Monday, October 21, 2013

The Light Will Come

My heart shall not weep for long with the kind of love I feel today from each of you. I am so humbled and so grateful for the dozens of comments, virtual hugs and love notes left on Facebook, on here and in my inbox. Thank you for allowing me to reach out to you. Thank you for reaching back and loving me, in spite of my imperfections. Thank you for the prayers, your concerns and the offers of chocolate.

This scripture passage from 1 Kings 3 really hits home today.
12 Behold, I have done according to thy words: lo, I have given thee a wise and an understanding heart; so that there was none like thee before thee, neither after thee shall any arise like unto thee.
14 And if thou wilt walk in my ways, to keep my statutes and my commandments, as thy father David did walk, then I will lengthen thy days.

There never has been another like me and there will never be another like me (or you). How cool is that? Each of us are so unique and different there will never be another in the world like you. There is even a passage about it in the scriptures, it is so important to understand this!

My days are lengthened for a reason! Yesterday, while at church, I was sitting in Sacrament Meeting and just could not keep my emotions in check. The opening song had words that hit to my core. Then, the gentleman who offered the invocation said something to the effect of, "Bless those with broken hearts that they may be healed through Thee." Oh boy! That did me in. Within a minute of that prayer, I was in the Ladies Room, sobbing up a storm. While I was locked in the stall, thankfully alone at the time, I stood and leaned against the door, weeping, praying and weeping some more. I finally asked God the one question I had not asked since my surgery: Why didn't you let me die? Oh the peace that overcame my soul in that moment, however brief. Because you still have a great work to do came the response. >deep breath<

Woah. Hold the phone. Still have? So, bringing four very incredible children into this world is not my great work? The musical about one of the greatest women ever, that I spent years working on, that hundreds have seen, is not my great work? The prison ministry I began is not my great work? What in the world is my great work?

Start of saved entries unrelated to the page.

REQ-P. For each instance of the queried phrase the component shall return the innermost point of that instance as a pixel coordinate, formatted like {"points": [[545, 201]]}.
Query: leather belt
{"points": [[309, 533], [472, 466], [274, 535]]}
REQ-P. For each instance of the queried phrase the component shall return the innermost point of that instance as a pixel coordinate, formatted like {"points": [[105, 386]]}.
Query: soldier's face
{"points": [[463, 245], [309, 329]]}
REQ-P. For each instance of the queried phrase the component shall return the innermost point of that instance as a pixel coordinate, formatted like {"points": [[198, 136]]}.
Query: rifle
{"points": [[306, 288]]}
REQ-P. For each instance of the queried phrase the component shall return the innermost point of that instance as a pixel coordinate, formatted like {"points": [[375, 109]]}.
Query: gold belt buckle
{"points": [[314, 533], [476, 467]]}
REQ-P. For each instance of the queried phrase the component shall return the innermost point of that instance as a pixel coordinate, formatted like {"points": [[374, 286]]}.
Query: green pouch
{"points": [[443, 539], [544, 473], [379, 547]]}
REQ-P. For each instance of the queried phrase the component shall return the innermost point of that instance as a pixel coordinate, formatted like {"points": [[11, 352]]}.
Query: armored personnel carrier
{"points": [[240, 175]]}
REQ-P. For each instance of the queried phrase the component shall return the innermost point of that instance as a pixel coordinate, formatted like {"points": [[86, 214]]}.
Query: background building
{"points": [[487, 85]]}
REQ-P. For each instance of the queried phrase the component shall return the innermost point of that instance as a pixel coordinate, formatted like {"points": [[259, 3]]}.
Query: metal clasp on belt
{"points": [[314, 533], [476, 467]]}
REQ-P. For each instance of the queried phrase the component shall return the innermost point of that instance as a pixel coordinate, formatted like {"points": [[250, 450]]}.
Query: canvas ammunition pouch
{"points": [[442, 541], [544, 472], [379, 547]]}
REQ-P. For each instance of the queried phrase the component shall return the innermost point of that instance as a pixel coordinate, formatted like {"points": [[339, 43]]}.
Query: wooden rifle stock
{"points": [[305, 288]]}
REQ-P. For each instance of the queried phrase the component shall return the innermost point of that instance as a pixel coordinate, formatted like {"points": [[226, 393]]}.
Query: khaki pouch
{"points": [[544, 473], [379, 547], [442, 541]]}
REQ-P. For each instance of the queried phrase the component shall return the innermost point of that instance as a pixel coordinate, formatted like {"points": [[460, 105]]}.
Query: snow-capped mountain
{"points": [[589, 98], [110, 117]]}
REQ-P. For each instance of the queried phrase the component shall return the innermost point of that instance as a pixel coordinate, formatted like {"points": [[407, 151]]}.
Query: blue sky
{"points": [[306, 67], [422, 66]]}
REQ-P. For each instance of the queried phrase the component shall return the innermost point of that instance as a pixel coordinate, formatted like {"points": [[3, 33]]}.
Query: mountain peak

Do you know what? Right now, that does not even matter. Right now, in my life, what matters is that I literally feel angels of Love and Light passing on your love to me and my aching soul. Right now, what matters is that I know I am not walking this alone. Others have gone through this same journey and they understand. That by itself is comforting. Truly. Right now, what matters is that I know the Lord is aware of my current struggle and He is not going to leave me alone to figure it out. He has sent an outpouring of love to get me through this so one day, I can accomplish my great work- whatever that may be.

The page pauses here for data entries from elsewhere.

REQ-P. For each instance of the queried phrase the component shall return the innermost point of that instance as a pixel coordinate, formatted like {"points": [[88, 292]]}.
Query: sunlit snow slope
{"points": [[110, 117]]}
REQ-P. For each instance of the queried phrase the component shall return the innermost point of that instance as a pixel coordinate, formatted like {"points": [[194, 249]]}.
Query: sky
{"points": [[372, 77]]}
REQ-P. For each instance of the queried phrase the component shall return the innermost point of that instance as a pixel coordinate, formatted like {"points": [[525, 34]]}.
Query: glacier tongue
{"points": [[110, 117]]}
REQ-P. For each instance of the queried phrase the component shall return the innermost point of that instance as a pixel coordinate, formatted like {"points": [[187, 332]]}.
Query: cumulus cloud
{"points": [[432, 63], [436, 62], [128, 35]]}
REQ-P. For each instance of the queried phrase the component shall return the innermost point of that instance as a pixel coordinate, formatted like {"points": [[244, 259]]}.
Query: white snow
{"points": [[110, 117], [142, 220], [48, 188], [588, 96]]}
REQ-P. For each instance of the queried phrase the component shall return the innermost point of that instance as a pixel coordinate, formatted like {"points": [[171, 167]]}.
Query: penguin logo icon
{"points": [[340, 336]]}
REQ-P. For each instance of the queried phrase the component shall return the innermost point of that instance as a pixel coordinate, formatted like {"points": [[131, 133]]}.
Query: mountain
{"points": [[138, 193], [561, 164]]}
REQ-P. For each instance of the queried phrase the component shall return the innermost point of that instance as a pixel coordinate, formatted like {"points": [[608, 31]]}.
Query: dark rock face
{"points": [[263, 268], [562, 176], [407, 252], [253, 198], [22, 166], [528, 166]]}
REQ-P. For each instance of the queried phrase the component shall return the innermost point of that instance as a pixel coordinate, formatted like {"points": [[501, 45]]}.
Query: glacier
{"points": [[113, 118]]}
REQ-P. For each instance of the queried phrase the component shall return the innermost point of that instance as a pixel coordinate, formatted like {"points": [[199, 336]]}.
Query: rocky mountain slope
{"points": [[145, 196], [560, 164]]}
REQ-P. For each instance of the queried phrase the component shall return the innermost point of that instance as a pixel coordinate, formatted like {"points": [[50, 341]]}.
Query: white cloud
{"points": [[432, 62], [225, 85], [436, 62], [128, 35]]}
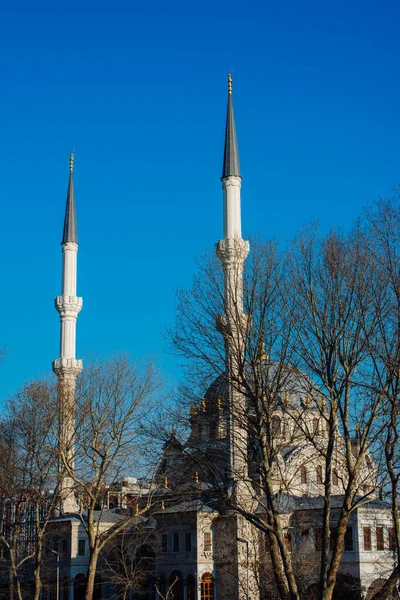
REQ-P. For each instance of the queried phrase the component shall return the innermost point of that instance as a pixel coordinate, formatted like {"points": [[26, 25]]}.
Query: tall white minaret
{"points": [[232, 251], [67, 367]]}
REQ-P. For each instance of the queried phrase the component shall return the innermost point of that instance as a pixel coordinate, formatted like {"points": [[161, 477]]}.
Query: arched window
{"points": [[276, 425], [207, 587], [319, 474]]}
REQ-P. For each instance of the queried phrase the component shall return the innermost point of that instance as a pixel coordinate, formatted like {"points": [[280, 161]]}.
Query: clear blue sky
{"points": [[139, 90]]}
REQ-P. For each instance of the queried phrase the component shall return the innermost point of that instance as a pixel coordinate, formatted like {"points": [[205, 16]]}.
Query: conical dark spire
{"points": [[231, 154], [70, 233]]}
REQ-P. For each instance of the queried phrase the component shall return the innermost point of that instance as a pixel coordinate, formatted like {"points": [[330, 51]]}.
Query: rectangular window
{"points": [[392, 538], [367, 538], [379, 539], [319, 474], [348, 539], [333, 537], [318, 538], [288, 541], [81, 547], [188, 542]]}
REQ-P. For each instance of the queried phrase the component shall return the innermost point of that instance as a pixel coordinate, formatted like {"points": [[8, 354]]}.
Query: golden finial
{"points": [[230, 82]]}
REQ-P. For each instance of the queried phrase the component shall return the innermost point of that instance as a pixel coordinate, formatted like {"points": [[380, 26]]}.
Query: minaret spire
{"points": [[67, 367], [232, 251], [70, 233], [231, 155]]}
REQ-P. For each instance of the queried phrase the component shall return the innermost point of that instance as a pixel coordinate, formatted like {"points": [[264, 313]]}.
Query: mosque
{"points": [[200, 548]]}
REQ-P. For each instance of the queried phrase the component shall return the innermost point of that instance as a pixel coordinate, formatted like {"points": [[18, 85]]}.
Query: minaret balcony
{"points": [[68, 306], [232, 251], [67, 367]]}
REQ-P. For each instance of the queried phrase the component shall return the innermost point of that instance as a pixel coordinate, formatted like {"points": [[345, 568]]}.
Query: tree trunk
{"points": [[11, 584], [91, 574]]}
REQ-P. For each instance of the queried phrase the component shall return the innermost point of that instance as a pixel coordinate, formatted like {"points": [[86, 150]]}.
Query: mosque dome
{"points": [[290, 387]]}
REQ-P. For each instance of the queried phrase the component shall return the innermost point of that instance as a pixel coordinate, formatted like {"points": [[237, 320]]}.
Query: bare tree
{"points": [[113, 399], [311, 313], [382, 226], [28, 471]]}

Right now, for the first time in a very long time, I feel hope. Real hope. Nearly tangible. I feel hope that angels are attending me, and many of those angels I can "friend." I feel hope that I will be able to figure out what the Lord has in store for me, why He has allowed me to live a long life in good health. I feel hope that although I may have dark days ahead, the light will come. Thank you for that.

My name is Jenny McKinney. For the first time in (seemingly) forever, I feel hope and .... I am going to go have some chocolate. Hot chocolate. Because I really want some.